Anastasia Vashukevich, who goes by the name Nastya Rybka, and her partner Aleksandr Kirillov -- known as Alex Lesley -- were detained by Thai police in the city of Pattaya on February 25 along with eight other Russian nationals and are expected to be deported to Russia within 48 hours, their representative, Ivan Yunko, told RFE/RL on February 28.
Yunko provided RFE/RL with photographs of the handwritten letter he said Vashukevich, Kirillov, and the others sent to the U.S. Embassy in Thailand. In the letter, scrawled in English and addressed to "USA Consul," Kirillov says that he has been "repressed by Russia" because he provided material for Navalny's report alleging a meeting on a yacht between Deripaska and Prikhodko, a longtime former senior foreign policy adviser to President Vladimr Putin.
"We ask you political asylim (sic) and help us and protect us as quickly as possible, because we have very important information for USA and we risk our lives very much," the letter says.
In it, Kirillov claims to have photographed and taped evidence of "crymes of [the] Russian government," and promises to give the evidence -- which he does not describe in any detail -- to the United States "if you help us."
There was no immediate comment from the U.S. Embassy.
Belarus-born Vashukevich, who claims to have had an affair with Deripaska, was the main source for a report published by Navalny's Anticorruption Foundation on February 8 that drew on photographs and video posted on her social-media accounts in 2016.
Navalny says the report added to evidence of corruption among allies of Putin, who is widely expected to secure a new six-year term in a March 18 presidential election. Navalny has been barred from the ballot due to a financial-crimes conviction he contends was based on fabricated charges.
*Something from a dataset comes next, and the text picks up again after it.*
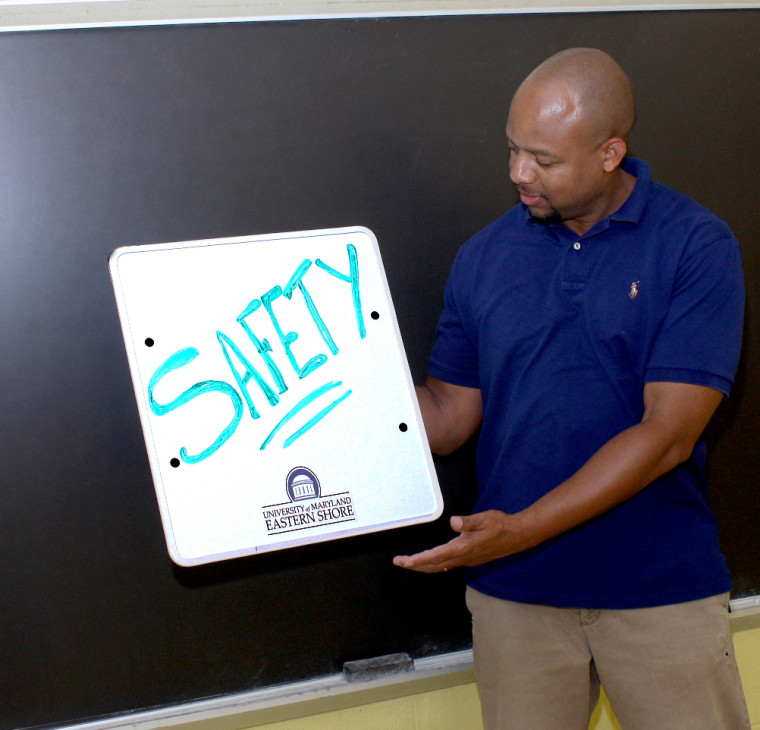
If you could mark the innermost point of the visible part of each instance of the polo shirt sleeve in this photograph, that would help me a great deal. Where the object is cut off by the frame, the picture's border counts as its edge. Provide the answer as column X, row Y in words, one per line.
column 699, row 341
column 454, row 358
The material in Navalny's report appears to include part of a conversation between Deripaska and Prikhodko about U.S.-Russian relations, which have been severely strained over issues including Russia's alleged interference in the U.S. presidential election in 2016.
In a video that Vashukevich posted on February 27, which appeared to have been filmed in a Thai police car, she claims that she can reveal details about Russia's alleged meddling in the election.
"I am a witness and the only missing link in the chain related to Russia and elections in the United States, in other words in that long chain [linking] Oleg Deripaska, Prikhodko, Putin, and [U.S. President Donald] Trump," she said.
In exchange for U.S. help and protection, she said, she is "ready to provide...information to the United States, Europe, or any other country that can bail me out of Thai jail," Vashukevich said.
Meanwhile, Kremlin spokesman Dmitry Peskov said on February 28 that there is no connection between a visit to Thailand by Nikolai Patrushev, the secretary of Putin's advisory Security Council, and Vashukevich's detainment there.
Patrushev, who headed Russia's Federal Security Service (FSB) between 1999 and 2008, arrived in Bangkok on February 27.
Peskov said any speculation about a link between the two developments is "absurd."